Commitment Phobic or Just Confused by the Words “I Do”?
I’m going out on a limb here by stating that the deep down cause of commitment phobia is the historic baggage associated with marriage as an impersonal institution of marriage and NOT lack of love. It’s about fear of loss of self and personal freedom. Of getting swallowed up by a scary monster over which you have no control (and I’m not talking about your partner). Whether you’re thinking of tying the knot or already married or in a committed relationship, you don’t have to be ruled by the marriage monster.
OK then, let’s tackle the issue by learning more about this monster.
First, understand and know that you are free to discard outdated and stereotypical views of marriage.
Second, acknowledge that many of your notions were imposed from the outside before you even thought about the meaning of marriage. The monster is a conglomeration of your childhood experience of your parents that got passed down by their parents, grandparents and the whole ancestral line all the way back to the cave-person. Glob on ideas from Hollywood movies; books and the media; religious and cultural norms and the monster was created.
Third, you are free to toss all the rules, expectations and beliefs that don’t fit who you are and what you want.
Fourth, start from scratch. You can design the marriage you want. Sit down with your beloved and create a vision. Explore the nature of commitment. Here’s help to get started.
What is commitment? What do you mean when you say that you are in a committed relationship? What did you actually commit to? When asked most people say things like: I’m committed to my partner. I’m committed to loving my partner. We are committed to having a spiritual bond.
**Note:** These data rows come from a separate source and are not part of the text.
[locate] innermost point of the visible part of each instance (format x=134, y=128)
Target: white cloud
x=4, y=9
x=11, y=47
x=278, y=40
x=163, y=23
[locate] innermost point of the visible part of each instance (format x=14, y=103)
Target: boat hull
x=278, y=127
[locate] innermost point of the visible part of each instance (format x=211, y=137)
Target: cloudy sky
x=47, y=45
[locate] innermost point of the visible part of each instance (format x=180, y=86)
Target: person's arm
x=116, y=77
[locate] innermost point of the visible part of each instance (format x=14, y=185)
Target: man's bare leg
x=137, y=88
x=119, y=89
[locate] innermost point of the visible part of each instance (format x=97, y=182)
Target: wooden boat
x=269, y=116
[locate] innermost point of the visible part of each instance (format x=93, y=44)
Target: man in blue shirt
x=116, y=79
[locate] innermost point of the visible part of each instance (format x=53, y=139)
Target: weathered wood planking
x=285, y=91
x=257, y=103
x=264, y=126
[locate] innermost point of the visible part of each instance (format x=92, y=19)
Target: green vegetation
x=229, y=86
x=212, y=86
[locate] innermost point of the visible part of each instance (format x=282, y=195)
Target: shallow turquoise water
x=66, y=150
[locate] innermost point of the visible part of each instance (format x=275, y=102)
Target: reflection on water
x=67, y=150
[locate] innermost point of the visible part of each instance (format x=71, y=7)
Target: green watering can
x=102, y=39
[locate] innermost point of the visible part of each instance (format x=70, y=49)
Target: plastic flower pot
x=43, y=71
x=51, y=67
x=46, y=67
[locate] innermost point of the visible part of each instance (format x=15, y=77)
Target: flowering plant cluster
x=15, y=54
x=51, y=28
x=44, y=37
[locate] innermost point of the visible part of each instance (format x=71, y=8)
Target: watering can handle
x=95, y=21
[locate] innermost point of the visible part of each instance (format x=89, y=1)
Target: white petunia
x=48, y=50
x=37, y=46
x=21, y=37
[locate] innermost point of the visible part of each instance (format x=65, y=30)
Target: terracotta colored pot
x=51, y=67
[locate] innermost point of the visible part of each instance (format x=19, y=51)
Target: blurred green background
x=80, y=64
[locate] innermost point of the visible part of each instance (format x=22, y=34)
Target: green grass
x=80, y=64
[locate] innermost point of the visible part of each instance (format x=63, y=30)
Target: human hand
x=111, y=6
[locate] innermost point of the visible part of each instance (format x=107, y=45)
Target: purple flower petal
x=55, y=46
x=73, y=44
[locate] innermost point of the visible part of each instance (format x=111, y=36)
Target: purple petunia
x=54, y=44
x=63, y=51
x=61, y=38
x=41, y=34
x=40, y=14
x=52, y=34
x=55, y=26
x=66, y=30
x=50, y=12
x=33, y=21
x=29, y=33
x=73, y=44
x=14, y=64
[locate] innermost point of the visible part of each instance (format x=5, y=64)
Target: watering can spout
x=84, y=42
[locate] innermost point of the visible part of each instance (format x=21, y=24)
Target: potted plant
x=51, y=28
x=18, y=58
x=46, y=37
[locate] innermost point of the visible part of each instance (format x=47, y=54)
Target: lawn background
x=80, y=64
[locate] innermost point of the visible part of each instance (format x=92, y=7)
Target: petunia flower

When I ask clients to clarify what they mean, they often get tongue-tied or mumble words that sound like marriage vows—love, honor, sickness, health. It’s rare for couples to discuss and agree upon shared principles of commitment. Many would be surprised to learn of their partner’s definition of commitment. For some, the extent of commitment starts and ends with a promise of monogamy. As long as they aren’t having sex with anyone but their partner, they feel they’ve satisfied their promise. Never mind that they stonewall their partner, leave their dirty socks on the floor, and show no respect.
Goals and Aspirations
People commonly adopt overarching goals and aspirations for themselves in relationships. This is a good start. Here are some commitment gems, culled from forty years of therapy practice, for you to consider:
• Personal growth of a partner
• Remain emotionally engaged with one another
• Same level of emotional commitment to the relationship
• Health and well-being of your partner
• Love, care and support your partner
• Work things through and find solutions to problems
• Encourage partner to pursue his or her passions
• Live by the agreements partners create
• Consider partner when making important decisions
• Help partner realize dreams
Defining Commitment in Real-Life Terms
Each couple needs to get serious and define together what they mean by commitment. This process helps you get clear about what you’re promising one another. It also brings to the surface your dreams and expectations for the relationship. Abstract principles, like those in the last section, can serve as the umbrella for further specifics. Start by clearly defining what your unique commitment looks like. For each principle, talk about feelings, actions, reactions, expectations, and consequences.
These kinds of talks move you from lofty abstractions and woo-woo vagueness to the real-life stuff where true love lives. The clarity that emerges will reduce the fear and anxiety that is a byproduct of confusion and uncertainty and deepen your connection with your partner. The monster will recede into the background and reappear only if you revert to old habits or stop being intentional about YOUR commitment.